Lump sum investment

... Credit :
Shadrach   in Finance & Money

Last updated: 28 January 2020, 06:40 GMT

Envision it: you have a pile of cash. You've cleared your obligations, and figure you’d want to invest in stocks.

What's the ideal approach to grow the money? Hence, by putting a rate of the lump sum in your chosen stocks every month?

For example, an imaginary client has a growing mutual fund, let’s say he invested in stocks and shares, and an arrangement of stocks they need to claim. We are going to scrutinize which approach is better in investing, putting the money all at once, or invest one at a time.

For an instance, a “Pound Cost Averaging” is one of many ways towards purchasing a stock at a normal interval, in a monthly basis. Let’s have an example of a potential investor with a whole amount of £100,000 or he may decide to contribute £8,333 per month over a year.

The advantage of this approach is, as the stock value changes from time to time, the investor would be thinking whether to purchase at both the high and low points, implying that the normal value paid will level out after some time. The thought is that the financial specialist won't miss out if the market out of nowhere drops in the wake of contributing the whole amount.

Pound cost averaging sounds great at that point. However, there are a couple of disadvantages.

By keeping down the cash and astonished investments, there is a possibility that the assets would change. For example, a £100,000 portfolio may go from having 80% of your interest in stocks and 20% in securities, to 40% stocks, 10% securities, and half money, while you keep down cash to contribute over the coming months.

Warily, the stocks being invested at a longer period of time has a bigger possibility in returning more money to the investors.

For that reason, there is a possibility that investing a larger amount in your shares is not a good idea. 

Which brings me to the other negative effect of “Pound Cost Averaging”, the tendency of the market increasing than decreasing.

Furthermore, let us analyze the other option – “Investing it all at once” approach.

To the wise financial specialist, contributing a whole amount at once sounds frightening. In an exposition, there are unsettled issues that the stock prices may decrease further than expected. In a trending business sector, individuals are anticipating for the last days. The expected results may be disappointing.

There are some who considered that lump sum investment is a better opinion than the other approach, taking into a consideration is the author of “The Simple Path to Wealth” JL Collins.

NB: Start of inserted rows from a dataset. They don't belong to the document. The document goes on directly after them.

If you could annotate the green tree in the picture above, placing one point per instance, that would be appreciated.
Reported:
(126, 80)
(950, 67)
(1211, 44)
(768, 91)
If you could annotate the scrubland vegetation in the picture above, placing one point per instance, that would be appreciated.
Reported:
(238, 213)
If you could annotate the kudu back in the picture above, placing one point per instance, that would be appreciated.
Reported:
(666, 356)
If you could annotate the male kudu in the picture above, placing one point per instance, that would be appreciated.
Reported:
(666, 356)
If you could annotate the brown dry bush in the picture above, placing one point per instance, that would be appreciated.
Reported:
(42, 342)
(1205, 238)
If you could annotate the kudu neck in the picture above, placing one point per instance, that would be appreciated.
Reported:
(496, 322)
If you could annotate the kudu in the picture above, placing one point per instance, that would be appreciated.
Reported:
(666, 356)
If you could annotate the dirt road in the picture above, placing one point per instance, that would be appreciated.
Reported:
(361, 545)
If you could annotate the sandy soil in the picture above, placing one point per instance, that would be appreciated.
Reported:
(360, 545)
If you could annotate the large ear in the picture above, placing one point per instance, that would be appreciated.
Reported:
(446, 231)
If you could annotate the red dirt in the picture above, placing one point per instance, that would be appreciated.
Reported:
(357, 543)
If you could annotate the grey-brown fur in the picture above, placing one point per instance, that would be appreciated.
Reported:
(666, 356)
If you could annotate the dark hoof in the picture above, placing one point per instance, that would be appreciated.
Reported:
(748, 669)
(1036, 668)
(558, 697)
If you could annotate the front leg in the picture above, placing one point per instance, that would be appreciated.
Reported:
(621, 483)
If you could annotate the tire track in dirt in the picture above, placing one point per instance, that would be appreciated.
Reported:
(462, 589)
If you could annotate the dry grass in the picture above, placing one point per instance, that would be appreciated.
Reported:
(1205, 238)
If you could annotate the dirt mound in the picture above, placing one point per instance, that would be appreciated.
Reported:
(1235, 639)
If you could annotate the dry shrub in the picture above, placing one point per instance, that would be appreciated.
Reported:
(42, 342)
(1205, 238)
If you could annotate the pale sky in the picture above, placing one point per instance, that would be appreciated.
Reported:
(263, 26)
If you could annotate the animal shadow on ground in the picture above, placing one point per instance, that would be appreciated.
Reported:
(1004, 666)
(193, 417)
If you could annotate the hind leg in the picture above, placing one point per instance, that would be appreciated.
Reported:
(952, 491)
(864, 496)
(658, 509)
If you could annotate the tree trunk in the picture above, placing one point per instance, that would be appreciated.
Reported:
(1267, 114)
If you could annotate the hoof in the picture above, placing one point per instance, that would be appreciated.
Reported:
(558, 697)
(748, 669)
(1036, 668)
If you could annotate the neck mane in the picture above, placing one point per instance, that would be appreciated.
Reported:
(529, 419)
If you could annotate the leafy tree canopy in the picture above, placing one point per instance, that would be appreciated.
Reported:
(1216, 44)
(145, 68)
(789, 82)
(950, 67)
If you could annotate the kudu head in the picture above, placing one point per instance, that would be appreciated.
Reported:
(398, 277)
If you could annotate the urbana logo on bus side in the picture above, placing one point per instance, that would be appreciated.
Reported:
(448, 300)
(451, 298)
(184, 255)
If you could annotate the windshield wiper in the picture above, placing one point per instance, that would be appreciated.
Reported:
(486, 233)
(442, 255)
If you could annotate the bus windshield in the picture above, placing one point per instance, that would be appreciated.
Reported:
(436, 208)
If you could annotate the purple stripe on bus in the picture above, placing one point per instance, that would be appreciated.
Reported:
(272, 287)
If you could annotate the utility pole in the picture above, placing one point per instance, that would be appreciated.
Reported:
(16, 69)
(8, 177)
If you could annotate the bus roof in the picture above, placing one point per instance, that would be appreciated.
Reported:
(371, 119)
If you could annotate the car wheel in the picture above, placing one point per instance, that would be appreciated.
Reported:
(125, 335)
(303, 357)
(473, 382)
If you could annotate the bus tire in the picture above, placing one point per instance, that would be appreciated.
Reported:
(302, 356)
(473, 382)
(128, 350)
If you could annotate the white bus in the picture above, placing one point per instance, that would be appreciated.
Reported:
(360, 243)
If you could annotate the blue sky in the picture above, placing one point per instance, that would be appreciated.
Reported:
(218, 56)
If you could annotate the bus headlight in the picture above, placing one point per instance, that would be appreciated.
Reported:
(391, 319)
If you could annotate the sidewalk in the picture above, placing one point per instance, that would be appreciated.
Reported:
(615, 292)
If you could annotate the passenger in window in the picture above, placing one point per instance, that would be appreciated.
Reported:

Collins contends that by pound cost averaging you are wagering that the market will go down. However, the history has demonstrated that over the longer periods, the securities exchange will in generally go up.

It is said that the dividends may also earn more than the interest your savings account is offering as of the moment.

Every investment is worth the risk, but it is up to the investor whether to take the risk or not.